日本政府は2040年度に再エネの割合を4〜5割程度に高め、主力電源化する方針を掲げていますが、現状のペースでは難しくなってきているとの見方もあり、さらなる促進策が必要とされています。
自然エネルギー財団は2026年3月、「ソーラーシェアリングの規制緩和を、新たな農業の成功事例を増やすために」と題した提言を公表するなど、地域共生型の再エネ普及を求める声も高まっています。また、不十分な管理で放置されたパネルや、2030年代後半に想定される使用済み太陽光パネルの大量発生など、普及に伴う新たな環境課題への対応も急務となっています。
資源エネルギー庁は、再エネの主力電源化を徹底し、関係省庁が連携して施策を強化することで、地域との共生と国民負担の抑制を図りながら最大限の導入を促す方針を示しているとされています。
まとめ|「安全保障の言語」で語られ始めた再エネ
今月起きた一連の動きが示しているのは、再生可能エネルギーの議論が「気候変動対策」という枠を超え、エネルギー安全保障・経済競争力・地政学的リスク管理という文脈で語られる時代に突入したということです。欧州委員会がポスト2030の枠組みを急ぐ理由も、国連気候変動条約の事務局長が「太陽光は海峡に依存しない」と言い切る背景も、ここに通じています。

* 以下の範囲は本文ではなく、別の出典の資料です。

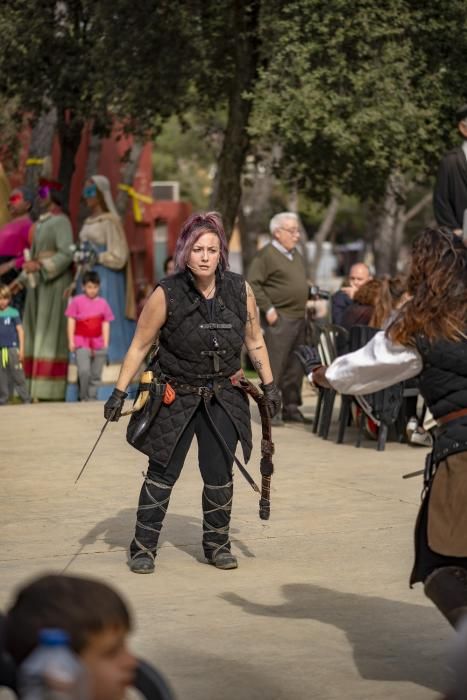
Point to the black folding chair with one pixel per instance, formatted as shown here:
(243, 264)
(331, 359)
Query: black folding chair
(383, 407)
(330, 339)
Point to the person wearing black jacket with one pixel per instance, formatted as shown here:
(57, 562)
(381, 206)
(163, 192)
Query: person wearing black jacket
(450, 193)
(202, 315)
(428, 339)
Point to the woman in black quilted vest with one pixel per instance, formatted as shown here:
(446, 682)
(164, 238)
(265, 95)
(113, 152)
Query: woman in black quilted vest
(202, 316)
(428, 338)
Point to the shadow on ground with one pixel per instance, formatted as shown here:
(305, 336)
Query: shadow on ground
(391, 640)
(181, 531)
(205, 675)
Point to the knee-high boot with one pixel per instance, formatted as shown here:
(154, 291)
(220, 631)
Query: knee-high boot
(447, 589)
(217, 506)
(152, 507)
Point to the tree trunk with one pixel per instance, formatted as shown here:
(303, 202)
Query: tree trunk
(69, 134)
(227, 189)
(92, 168)
(322, 235)
(386, 244)
(40, 147)
(128, 175)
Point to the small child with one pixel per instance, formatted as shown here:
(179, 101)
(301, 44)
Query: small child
(89, 317)
(11, 350)
(93, 615)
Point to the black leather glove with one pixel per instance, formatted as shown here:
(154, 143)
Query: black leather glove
(114, 404)
(309, 358)
(273, 397)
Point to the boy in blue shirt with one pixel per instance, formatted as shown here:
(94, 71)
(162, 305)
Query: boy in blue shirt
(11, 350)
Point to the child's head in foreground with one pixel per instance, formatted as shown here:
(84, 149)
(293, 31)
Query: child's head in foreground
(95, 618)
(91, 284)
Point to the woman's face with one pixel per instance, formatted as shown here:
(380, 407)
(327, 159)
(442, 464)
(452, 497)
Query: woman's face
(204, 256)
(17, 205)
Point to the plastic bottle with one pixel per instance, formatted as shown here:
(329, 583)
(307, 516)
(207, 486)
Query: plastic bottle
(52, 671)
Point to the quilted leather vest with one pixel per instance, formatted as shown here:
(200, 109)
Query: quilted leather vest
(202, 340)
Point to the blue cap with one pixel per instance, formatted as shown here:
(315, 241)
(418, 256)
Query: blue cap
(54, 637)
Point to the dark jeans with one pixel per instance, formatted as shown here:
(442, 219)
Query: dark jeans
(215, 465)
(12, 376)
(281, 340)
(90, 364)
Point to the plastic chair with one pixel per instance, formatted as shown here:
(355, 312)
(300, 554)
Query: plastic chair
(383, 407)
(330, 338)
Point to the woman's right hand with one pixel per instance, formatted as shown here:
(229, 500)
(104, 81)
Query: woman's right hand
(114, 405)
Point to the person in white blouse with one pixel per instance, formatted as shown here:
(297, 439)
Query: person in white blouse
(104, 231)
(428, 338)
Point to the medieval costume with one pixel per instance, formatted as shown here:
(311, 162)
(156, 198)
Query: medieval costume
(15, 239)
(441, 530)
(199, 349)
(46, 346)
(450, 194)
(201, 316)
(105, 233)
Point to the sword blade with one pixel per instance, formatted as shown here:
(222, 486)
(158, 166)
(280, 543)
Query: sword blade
(94, 447)
(410, 475)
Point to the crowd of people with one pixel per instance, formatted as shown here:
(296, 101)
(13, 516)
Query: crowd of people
(52, 327)
(191, 331)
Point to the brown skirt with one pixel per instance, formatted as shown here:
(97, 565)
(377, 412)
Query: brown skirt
(447, 509)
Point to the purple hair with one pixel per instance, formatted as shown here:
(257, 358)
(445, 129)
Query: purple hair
(192, 229)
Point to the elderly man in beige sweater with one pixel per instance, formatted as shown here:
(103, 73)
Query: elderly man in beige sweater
(278, 278)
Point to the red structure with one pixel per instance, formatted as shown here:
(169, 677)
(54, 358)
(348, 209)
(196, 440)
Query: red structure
(153, 233)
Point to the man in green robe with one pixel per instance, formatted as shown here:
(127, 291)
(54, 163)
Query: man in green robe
(47, 275)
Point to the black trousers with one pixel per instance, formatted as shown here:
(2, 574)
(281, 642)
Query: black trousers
(281, 340)
(215, 464)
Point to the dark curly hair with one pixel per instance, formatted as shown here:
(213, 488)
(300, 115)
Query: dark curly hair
(437, 285)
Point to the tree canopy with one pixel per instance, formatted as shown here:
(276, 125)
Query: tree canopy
(353, 91)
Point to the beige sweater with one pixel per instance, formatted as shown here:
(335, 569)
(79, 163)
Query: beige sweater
(279, 282)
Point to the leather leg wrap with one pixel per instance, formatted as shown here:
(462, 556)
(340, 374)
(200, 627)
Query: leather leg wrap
(152, 507)
(447, 589)
(217, 506)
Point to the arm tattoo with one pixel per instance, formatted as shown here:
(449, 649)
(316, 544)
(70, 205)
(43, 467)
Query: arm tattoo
(250, 319)
(249, 291)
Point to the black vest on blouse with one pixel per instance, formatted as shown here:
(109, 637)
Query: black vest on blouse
(202, 340)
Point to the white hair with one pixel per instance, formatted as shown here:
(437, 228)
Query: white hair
(277, 221)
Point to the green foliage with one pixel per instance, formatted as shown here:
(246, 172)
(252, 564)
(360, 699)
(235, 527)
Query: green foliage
(353, 91)
(96, 60)
(186, 151)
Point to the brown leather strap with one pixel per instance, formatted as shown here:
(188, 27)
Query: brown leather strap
(452, 416)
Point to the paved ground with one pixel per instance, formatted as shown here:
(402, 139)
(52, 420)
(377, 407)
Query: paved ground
(320, 606)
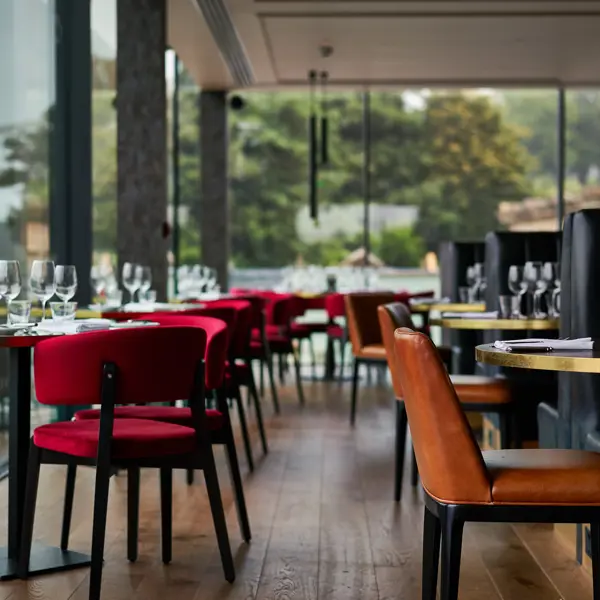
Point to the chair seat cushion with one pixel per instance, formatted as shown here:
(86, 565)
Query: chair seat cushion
(165, 414)
(373, 352)
(544, 476)
(132, 438)
(335, 331)
(478, 389)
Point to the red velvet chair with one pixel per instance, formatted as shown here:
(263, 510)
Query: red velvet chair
(113, 368)
(219, 426)
(260, 344)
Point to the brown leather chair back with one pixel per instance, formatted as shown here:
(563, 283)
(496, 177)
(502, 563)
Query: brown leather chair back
(449, 459)
(361, 317)
(391, 317)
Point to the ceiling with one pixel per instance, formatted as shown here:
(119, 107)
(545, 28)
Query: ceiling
(228, 44)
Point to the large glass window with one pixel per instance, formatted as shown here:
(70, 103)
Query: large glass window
(104, 129)
(27, 34)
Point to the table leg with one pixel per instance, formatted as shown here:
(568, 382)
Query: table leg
(44, 559)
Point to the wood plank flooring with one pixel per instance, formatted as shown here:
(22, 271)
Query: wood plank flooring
(323, 521)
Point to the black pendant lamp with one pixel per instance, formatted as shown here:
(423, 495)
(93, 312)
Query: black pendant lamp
(312, 148)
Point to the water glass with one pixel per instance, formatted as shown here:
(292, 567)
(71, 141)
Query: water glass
(18, 312)
(42, 282)
(63, 311)
(464, 295)
(147, 296)
(509, 307)
(66, 281)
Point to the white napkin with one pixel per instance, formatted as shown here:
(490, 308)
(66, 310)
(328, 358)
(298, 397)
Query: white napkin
(73, 326)
(471, 315)
(544, 345)
(444, 300)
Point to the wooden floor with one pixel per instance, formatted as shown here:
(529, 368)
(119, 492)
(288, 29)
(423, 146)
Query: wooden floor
(323, 521)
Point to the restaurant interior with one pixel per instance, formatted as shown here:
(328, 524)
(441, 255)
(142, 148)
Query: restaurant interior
(281, 299)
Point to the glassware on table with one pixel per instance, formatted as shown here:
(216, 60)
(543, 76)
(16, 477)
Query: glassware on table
(66, 281)
(509, 307)
(18, 312)
(464, 294)
(517, 284)
(63, 311)
(145, 280)
(533, 276)
(131, 277)
(147, 296)
(10, 280)
(42, 282)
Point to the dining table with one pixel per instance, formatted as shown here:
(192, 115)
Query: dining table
(473, 323)
(44, 559)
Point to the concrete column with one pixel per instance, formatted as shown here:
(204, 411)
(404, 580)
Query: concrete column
(214, 209)
(142, 136)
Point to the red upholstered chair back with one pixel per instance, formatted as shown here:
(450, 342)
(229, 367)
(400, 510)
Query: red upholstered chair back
(217, 341)
(240, 340)
(154, 364)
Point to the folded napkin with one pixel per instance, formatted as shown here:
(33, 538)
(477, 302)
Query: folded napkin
(544, 345)
(418, 300)
(470, 315)
(73, 326)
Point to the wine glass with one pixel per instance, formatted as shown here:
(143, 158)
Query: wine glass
(532, 274)
(10, 281)
(517, 285)
(66, 281)
(145, 280)
(42, 282)
(131, 276)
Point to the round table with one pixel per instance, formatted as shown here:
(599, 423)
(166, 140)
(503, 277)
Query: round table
(450, 307)
(572, 361)
(497, 324)
(44, 559)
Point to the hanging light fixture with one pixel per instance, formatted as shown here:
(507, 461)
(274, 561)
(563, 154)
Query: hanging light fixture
(324, 120)
(312, 148)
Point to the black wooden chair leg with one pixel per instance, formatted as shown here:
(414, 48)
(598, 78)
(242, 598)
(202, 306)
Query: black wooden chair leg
(33, 476)
(218, 514)
(401, 425)
(68, 507)
(313, 358)
(236, 482)
(504, 422)
(103, 473)
(354, 392)
(133, 512)
(342, 353)
(431, 555)
(414, 472)
(258, 408)
(271, 373)
(595, 531)
(452, 531)
(166, 514)
(296, 356)
(244, 428)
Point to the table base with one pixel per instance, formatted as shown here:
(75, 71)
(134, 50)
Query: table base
(44, 560)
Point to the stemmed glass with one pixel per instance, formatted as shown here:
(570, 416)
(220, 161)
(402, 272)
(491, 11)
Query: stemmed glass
(532, 275)
(66, 281)
(10, 281)
(42, 282)
(517, 285)
(131, 276)
(145, 280)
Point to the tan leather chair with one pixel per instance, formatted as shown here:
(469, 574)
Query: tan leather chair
(365, 334)
(463, 484)
(476, 394)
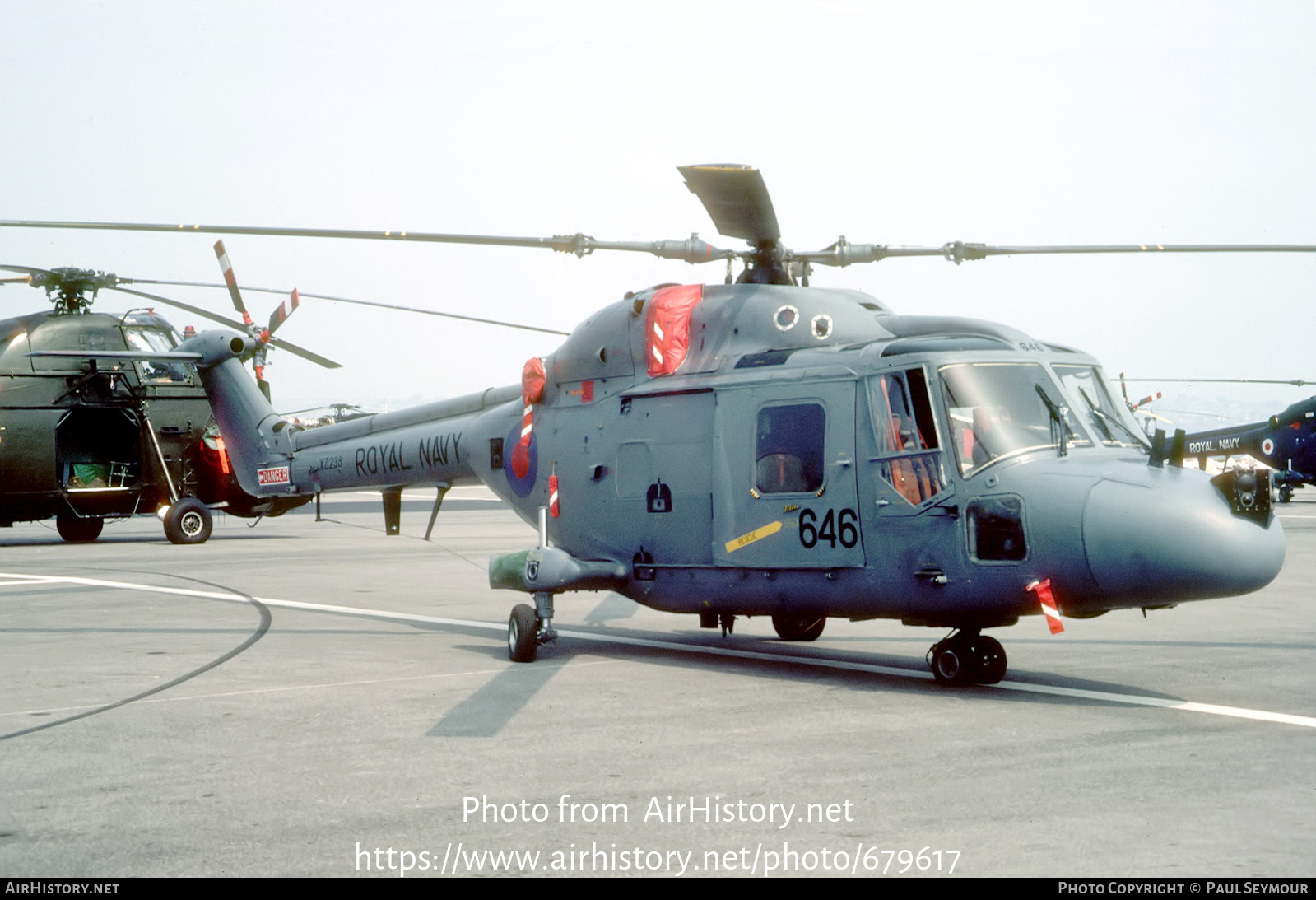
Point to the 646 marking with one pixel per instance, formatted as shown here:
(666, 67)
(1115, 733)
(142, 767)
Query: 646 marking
(833, 528)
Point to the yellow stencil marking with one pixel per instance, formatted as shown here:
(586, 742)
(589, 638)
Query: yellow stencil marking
(757, 534)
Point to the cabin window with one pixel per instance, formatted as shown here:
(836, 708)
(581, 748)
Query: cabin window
(905, 431)
(788, 449)
(997, 529)
(156, 371)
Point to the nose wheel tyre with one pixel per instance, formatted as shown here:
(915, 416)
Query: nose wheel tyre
(798, 627)
(949, 662)
(187, 521)
(78, 530)
(523, 628)
(968, 658)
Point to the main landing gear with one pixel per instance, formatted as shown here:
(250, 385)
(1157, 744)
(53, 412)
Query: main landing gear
(968, 657)
(529, 627)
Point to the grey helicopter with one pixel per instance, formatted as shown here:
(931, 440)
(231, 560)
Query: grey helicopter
(765, 448)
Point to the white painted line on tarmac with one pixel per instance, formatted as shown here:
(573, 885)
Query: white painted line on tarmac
(1128, 699)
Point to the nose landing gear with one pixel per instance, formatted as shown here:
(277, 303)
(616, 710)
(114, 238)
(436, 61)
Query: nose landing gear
(531, 627)
(968, 657)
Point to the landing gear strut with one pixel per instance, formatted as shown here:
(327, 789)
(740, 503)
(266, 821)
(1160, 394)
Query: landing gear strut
(968, 657)
(529, 627)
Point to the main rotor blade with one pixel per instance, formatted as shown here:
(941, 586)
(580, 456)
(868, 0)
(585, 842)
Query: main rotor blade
(736, 200)
(844, 253)
(1294, 382)
(691, 250)
(195, 310)
(366, 303)
(29, 270)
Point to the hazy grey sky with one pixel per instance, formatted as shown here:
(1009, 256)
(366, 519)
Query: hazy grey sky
(892, 123)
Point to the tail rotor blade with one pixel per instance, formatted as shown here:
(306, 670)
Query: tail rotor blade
(281, 315)
(230, 281)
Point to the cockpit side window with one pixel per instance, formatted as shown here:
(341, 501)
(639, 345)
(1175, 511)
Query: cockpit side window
(905, 433)
(788, 449)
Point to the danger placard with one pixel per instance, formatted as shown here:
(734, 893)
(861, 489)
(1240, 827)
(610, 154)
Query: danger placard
(272, 475)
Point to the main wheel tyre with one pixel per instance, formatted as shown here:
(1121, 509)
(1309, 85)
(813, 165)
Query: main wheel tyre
(523, 638)
(798, 627)
(951, 664)
(187, 521)
(79, 530)
(988, 660)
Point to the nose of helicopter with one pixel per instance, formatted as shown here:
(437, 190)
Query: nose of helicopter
(1178, 539)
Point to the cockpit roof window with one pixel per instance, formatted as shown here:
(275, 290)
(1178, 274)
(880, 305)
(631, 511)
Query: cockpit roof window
(999, 409)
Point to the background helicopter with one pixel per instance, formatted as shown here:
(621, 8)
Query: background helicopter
(765, 448)
(1286, 442)
(83, 445)
(133, 436)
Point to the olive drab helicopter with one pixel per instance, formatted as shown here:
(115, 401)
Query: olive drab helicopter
(765, 448)
(1286, 442)
(83, 444)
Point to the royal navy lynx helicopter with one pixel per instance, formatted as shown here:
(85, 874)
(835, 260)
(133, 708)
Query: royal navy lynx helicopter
(764, 448)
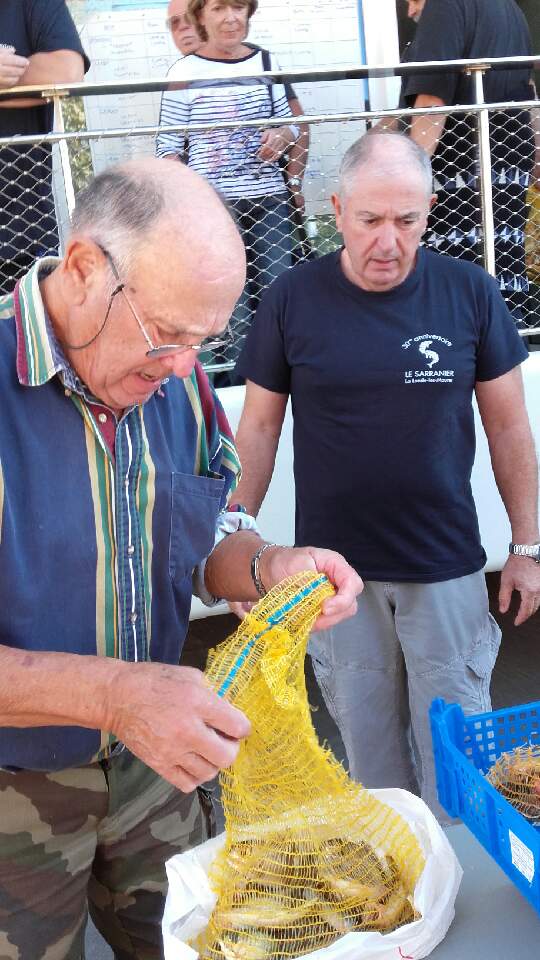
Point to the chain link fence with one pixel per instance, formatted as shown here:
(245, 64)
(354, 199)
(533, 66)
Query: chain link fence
(489, 214)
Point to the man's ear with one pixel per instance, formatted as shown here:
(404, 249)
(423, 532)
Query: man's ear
(82, 264)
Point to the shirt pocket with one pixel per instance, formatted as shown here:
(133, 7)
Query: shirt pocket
(195, 504)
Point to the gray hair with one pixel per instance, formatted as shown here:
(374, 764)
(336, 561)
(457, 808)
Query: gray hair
(362, 151)
(117, 210)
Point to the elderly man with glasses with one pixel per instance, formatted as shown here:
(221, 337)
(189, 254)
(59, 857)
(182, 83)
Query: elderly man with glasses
(116, 465)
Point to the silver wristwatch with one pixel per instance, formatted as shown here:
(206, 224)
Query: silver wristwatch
(531, 550)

日本にとっても、輸入化石燃料への依存はエネルギー価格の乱高下という形で国民生活に直結するリスクです。再エネの導入加速が「環境への贈り物」ではなく、私たちの暮らしと経済を守るための現実的な選択肢として捉え直される——そんな転換点が、今まさに訪れています。
一人ひとりにできることとして、再エネ由来の電力を選べる電力プランへの切り替えや、省エネ家電の導入、地域の再エネ事業への関心を高めることが、こうした大きな流れを支える力になります。